I graduated from Texas City High School in 1993. Directly across the street from our high school's football stadium was the First Baptist Church of Texas City, which is where I came to know Christ.

Jan 13, 2015   |  

Topic Community

I graduated from Texas City High School in 1993. Directly across the street from our high school's football stadium was the First Baptist Church of Texas City, which is where I came to know Christ.

In Texas, high school football makes the town exist. It’s the thing everyone can rally around. But I noticed something after my conversion that I had never noticed before. On Friday nights, that church parking lot would be filled with African-Americans and Caucasians and Latinos and wealthy people and poor people and every type of diversity imaginable, all piling in to walk across the street to watch a football game.

What struck me was that the parking lot on Sunday morning looked completely different than the parking lot on Friday night. As diverse as it was on Friday night, it was completely homogenized on Sunday morning. On Sunday morning, 100 percent of the faces in that parking lot were white.

All of us, regardless of color, are drawn toward homogeneous units. We run with people who look like us and who value what we value. When all is said and done, although we wouldn't say with our mouths that we believe our race is superior to other races, we do not value differences. We're not drawn toward diversity.

We may not fit the category of “racist,” strictly speaking, but we hang out with a bunch of other white people. We're not racist, but we run with just black people. We're not racist, but our crew is predominantly Latino. Sure, we may have a few token friends of a different color, but only because they act like us or walk like us or think like us. Race is still an issue for us. Although political correctness has taken it out of our mouths, it has not taken it out of our hearts or our lives.

We're drawn toward those like us because to embrace diversity is to lean into uncomfortable conversations. If everyone around us has a similar background, we almost never risk being misunderstood. We speak the same language. We have experienced the same privileges and offenses, so we're able to speak with one another in a way that doesn't require a lot of clarification. But when you enter into diversity, the rules change. It's harder work. Sensitivities start getting exposed.

So how to do we work through this and pursue diversity, especially when it’s so difficult? First things first: we need to acknowledge our inclination to surround ourselves with people like ourselves. We have to own it. We can’t simply say, “I’m not racist, but I just don’t have any friends of color.” Again, we have to own it. We all have something to own when it comes to matters of race. We need to ask the Holy Spirit, like David did, to reveal to us where we are being sinful. Then we need to confess it.
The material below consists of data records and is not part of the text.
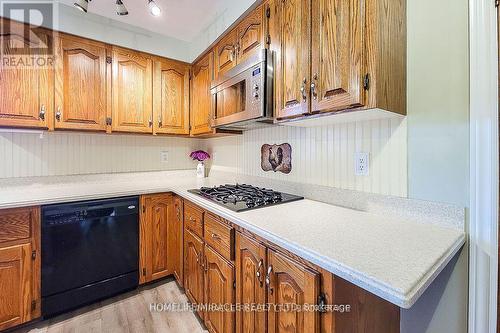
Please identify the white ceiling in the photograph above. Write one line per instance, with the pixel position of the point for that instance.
(181, 19)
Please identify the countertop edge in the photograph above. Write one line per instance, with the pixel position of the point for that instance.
(355, 277)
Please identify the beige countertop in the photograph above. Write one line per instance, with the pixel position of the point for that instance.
(392, 258)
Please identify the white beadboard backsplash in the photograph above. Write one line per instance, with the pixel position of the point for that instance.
(69, 153)
(325, 155)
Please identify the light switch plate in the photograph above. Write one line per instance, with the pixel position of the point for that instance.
(362, 164)
(164, 156)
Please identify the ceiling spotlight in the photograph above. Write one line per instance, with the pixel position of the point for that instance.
(154, 9)
(82, 5)
(120, 8)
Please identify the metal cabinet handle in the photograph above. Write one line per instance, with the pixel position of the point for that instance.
(259, 274)
(178, 213)
(303, 90)
(313, 87)
(268, 279)
(42, 112)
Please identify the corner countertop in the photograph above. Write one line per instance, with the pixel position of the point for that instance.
(392, 258)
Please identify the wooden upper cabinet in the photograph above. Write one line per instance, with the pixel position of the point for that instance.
(225, 53)
(291, 283)
(290, 32)
(81, 84)
(355, 50)
(132, 91)
(251, 34)
(219, 279)
(19, 266)
(170, 97)
(157, 214)
(337, 55)
(27, 95)
(193, 269)
(250, 285)
(200, 96)
(176, 241)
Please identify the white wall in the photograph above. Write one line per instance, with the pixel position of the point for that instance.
(67, 153)
(325, 155)
(438, 144)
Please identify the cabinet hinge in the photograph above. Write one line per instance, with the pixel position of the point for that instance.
(366, 82)
(322, 303)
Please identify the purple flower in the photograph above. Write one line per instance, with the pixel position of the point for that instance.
(199, 155)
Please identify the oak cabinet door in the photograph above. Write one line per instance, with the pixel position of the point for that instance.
(219, 291)
(291, 283)
(292, 34)
(250, 287)
(337, 55)
(225, 53)
(193, 270)
(251, 37)
(175, 241)
(27, 94)
(170, 97)
(15, 285)
(81, 85)
(132, 92)
(200, 96)
(157, 211)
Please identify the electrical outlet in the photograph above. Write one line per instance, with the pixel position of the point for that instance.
(362, 164)
(164, 156)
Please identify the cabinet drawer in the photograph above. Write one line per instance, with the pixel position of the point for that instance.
(193, 219)
(16, 224)
(219, 236)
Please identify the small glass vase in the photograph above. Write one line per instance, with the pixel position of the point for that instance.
(200, 170)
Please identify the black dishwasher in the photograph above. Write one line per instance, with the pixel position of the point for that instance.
(90, 251)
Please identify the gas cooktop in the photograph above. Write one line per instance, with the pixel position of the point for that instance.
(241, 197)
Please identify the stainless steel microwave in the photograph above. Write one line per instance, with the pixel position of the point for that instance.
(242, 97)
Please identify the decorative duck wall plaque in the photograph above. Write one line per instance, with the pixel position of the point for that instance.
(276, 158)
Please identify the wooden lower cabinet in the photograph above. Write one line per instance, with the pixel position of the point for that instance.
(291, 283)
(219, 292)
(156, 227)
(19, 266)
(176, 241)
(250, 288)
(193, 269)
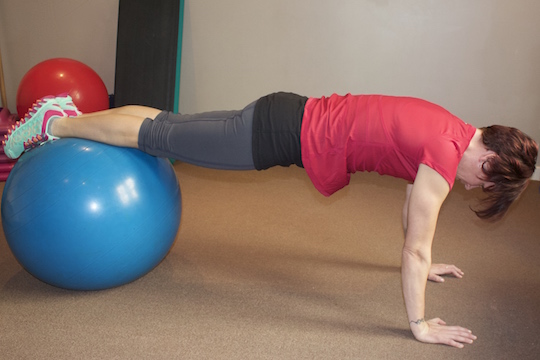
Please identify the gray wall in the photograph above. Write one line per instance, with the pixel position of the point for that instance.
(479, 59)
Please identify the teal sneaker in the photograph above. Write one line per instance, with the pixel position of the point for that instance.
(66, 103)
(33, 129)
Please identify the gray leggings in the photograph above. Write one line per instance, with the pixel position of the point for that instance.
(219, 140)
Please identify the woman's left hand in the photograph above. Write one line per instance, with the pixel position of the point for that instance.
(437, 270)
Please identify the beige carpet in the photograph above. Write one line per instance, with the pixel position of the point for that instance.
(266, 268)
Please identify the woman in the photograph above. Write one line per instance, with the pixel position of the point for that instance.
(331, 138)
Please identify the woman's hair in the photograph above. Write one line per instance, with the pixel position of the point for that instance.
(510, 170)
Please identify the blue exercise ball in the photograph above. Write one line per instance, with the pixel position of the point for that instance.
(83, 215)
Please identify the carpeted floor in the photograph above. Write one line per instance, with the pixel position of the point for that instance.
(266, 268)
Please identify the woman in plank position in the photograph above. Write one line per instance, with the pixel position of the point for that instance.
(331, 138)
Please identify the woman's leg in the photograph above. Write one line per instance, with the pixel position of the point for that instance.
(219, 139)
(119, 126)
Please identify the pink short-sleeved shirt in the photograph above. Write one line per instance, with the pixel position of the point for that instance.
(390, 135)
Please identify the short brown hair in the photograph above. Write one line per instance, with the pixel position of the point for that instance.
(510, 170)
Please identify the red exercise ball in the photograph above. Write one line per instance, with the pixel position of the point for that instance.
(60, 76)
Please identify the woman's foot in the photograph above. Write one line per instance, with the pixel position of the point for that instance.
(33, 129)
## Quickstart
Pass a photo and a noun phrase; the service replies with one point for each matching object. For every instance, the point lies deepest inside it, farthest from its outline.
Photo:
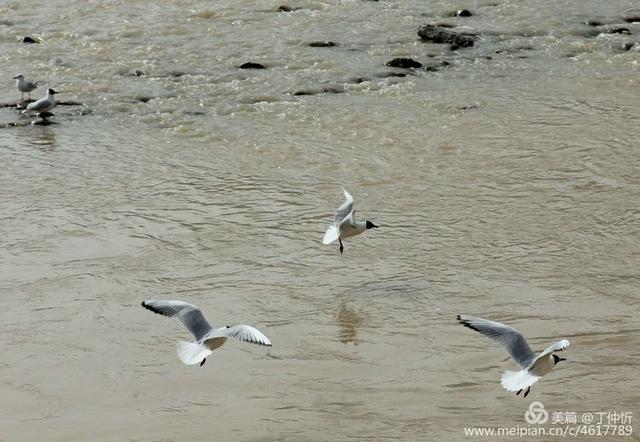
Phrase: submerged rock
(620, 31)
(322, 44)
(326, 90)
(251, 65)
(404, 63)
(437, 34)
(285, 8)
(461, 13)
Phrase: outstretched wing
(244, 333)
(188, 314)
(345, 211)
(556, 346)
(509, 338)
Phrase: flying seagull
(532, 367)
(25, 85)
(345, 225)
(207, 338)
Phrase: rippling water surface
(505, 183)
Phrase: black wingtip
(151, 308)
(465, 323)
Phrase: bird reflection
(348, 322)
(42, 137)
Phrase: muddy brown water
(506, 185)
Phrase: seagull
(345, 225)
(43, 105)
(532, 367)
(25, 85)
(207, 338)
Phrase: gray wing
(244, 333)
(345, 211)
(556, 346)
(42, 103)
(188, 314)
(509, 338)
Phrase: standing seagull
(344, 224)
(45, 104)
(532, 367)
(207, 338)
(25, 85)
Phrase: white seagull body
(207, 338)
(25, 85)
(45, 104)
(532, 367)
(345, 225)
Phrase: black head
(557, 359)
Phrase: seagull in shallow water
(345, 225)
(24, 85)
(532, 367)
(45, 104)
(207, 338)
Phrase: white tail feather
(191, 353)
(518, 380)
(331, 235)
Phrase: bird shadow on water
(40, 137)
(348, 321)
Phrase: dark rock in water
(444, 25)
(326, 90)
(69, 103)
(627, 46)
(437, 34)
(322, 44)
(461, 13)
(619, 31)
(251, 65)
(404, 63)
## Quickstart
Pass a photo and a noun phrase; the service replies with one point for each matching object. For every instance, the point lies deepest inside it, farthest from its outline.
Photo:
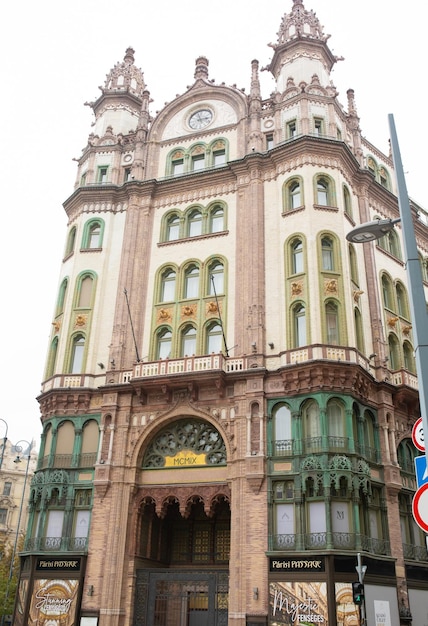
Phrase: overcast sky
(56, 54)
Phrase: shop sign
(186, 458)
(53, 565)
(296, 565)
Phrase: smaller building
(17, 465)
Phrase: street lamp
(19, 450)
(4, 442)
(418, 306)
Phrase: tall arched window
(409, 357)
(322, 191)
(85, 292)
(332, 323)
(312, 424)
(168, 281)
(217, 219)
(173, 228)
(164, 344)
(347, 204)
(402, 303)
(214, 339)
(327, 254)
(394, 352)
(61, 297)
(336, 422)
(297, 256)
(194, 223)
(216, 279)
(282, 426)
(77, 353)
(188, 341)
(299, 323)
(191, 282)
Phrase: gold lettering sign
(186, 458)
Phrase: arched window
(85, 286)
(323, 192)
(172, 228)
(216, 279)
(402, 302)
(71, 241)
(293, 197)
(394, 352)
(61, 297)
(214, 339)
(388, 298)
(327, 254)
(168, 281)
(188, 341)
(282, 426)
(297, 256)
(164, 344)
(50, 370)
(194, 223)
(312, 424)
(353, 264)
(191, 282)
(92, 235)
(332, 323)
(299, 325)
(409, 357)
(359, 335)
(77, 353)
(347, 204)
(336, 422)
(177, 163)
(197, 159)
(216, 219)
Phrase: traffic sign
(420, 507)
(421, 470)
(418, 435)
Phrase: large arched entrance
(182, 541)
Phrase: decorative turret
(121, 98)
(301, 51)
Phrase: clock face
(200, 119)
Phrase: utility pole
(361, 571)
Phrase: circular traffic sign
(420, 507)
(418, 435)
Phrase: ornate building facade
(230, 389)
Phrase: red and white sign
(420, 507)
(418, 435)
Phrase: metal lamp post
(4, 442)
(18, 449)
(418, 306)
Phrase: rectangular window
(102, 174)
(3, 517)
(291, 129)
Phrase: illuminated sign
(297, 565)
(186, 458)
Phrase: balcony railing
(329, 541)
(211, 362)
(56, 544)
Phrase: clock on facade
(200, 119)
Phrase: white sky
(56, 54)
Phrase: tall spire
(300, 23)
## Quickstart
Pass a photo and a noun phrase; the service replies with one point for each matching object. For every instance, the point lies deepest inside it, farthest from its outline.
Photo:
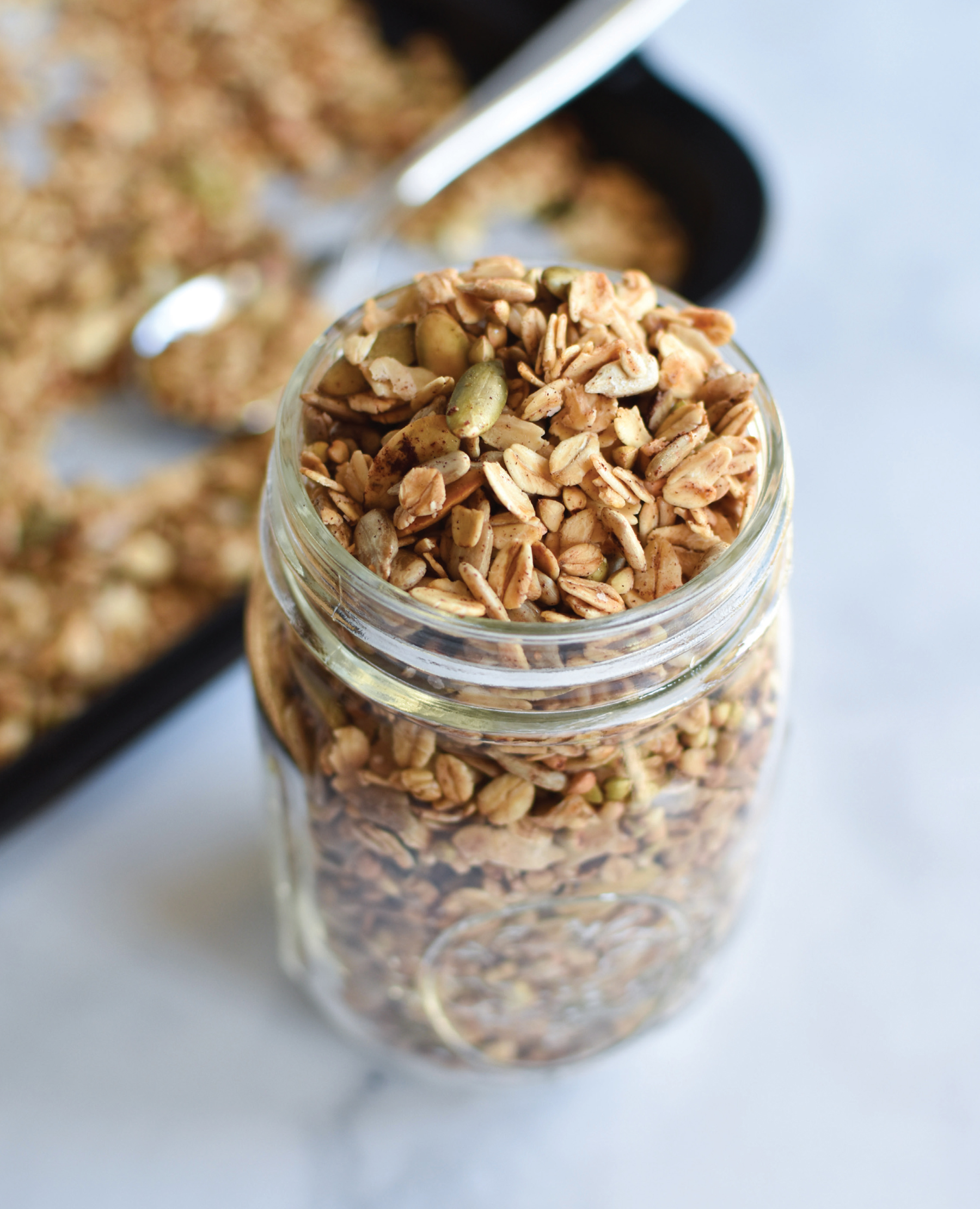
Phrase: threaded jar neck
(403, 653)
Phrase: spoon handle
(583, 42)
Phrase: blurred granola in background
(186, 111)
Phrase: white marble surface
(150, 1053)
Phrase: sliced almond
(569, 461)
(508, 492)
(626, 536)
(530, 471)
(589, 599)
(695, 480)
(449, 601)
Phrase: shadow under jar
(474, 944)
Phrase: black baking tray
(630, 115)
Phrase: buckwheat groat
(520, 693)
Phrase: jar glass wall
(629, 761)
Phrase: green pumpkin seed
(398, 341)
(558, 278)
(443, 346)
(617, 789)
(342, 378)
(477, 400)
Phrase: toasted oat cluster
(533, 444)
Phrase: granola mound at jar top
(519, 652)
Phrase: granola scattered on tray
(503, 438)
(152, 176)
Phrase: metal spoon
(578, 46)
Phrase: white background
(151, 1054)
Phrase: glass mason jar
(648, 740)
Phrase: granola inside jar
(516, 766)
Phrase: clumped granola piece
(414, 828)
(604, 437)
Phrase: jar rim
(324, 560)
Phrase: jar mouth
(326, 581)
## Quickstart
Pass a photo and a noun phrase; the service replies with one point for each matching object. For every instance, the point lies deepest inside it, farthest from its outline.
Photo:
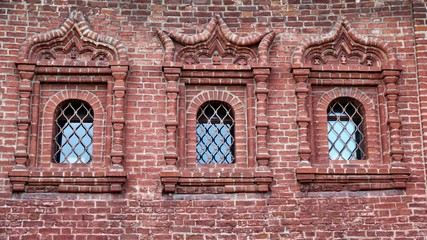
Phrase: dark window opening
(74, 133)
(345, 130)
(215, 133)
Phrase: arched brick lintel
(299, 54)
(213, 95)
(263, 40)
(75, 19)
(335, 93)
(65, 95)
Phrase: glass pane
(345, 130)
(215, 134)
(74, 133)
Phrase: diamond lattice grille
(73, 140)
(215, 134)
(345, 130)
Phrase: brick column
(119, 89)
(261, 93)
(23, 122)
(393, 122)
(303, 117)
(170, 173)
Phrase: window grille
(345, 130)
(215, 133)
(74, 133)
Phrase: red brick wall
(141, 211)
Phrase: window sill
(190, 181)
(351, 179)
(36, 180)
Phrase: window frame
(332, 66)
(223, 120)
(77, 63)
(357, 134)
(196, 61)
(59, 134)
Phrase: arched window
(74, 132)
(345, 129)
(215, 133)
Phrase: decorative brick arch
(335, 93)
(72, 49)
(73, 32)
(55, 100)
(344, 63)
(206, 96)
(215, 36)
(344, 40)
(214, 60)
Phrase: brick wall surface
(142, 210)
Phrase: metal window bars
(215, 134)
(74, 133)
(345, 130)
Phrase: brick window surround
(216, 65)
(344, 64)
(70, 63)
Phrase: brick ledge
(352, 179)
(194, 181)
(77, 182)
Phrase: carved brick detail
(202, 58)
(72, 49)
(342, 59)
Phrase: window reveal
(215, 133)
(73, 139)
(345, 130)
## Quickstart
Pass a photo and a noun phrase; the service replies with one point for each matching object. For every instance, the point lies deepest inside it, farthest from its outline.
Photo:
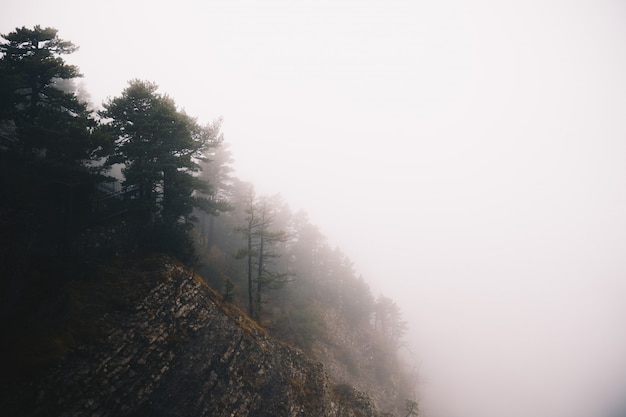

There's no place for racial nonsense in the Church, no place for this nonsense in the kingdom of God. We can surround ourselves with sameness in our churches, but the book of Revelation says that one day we'll throw our crowns at the Lord’s feet and worship together in the ultimate display of diversity.

Let's ask the Lord for help. Let’s ask Him that His Kingdom might come, on earth as it is in heaven. Let's ask Him that the Church might be marked by intimate, deep relationships that cross all kinds of lines: the lines of color, the lines of culture, the lines of socioeconomic status. We must share more than the Friday night lights at the football stadium. As children of the Light, we must share our lives with one another. Our lives will be richer and will mirror more fully the saving work of Jesus Christ when He becomes the one who defines for us who our people are.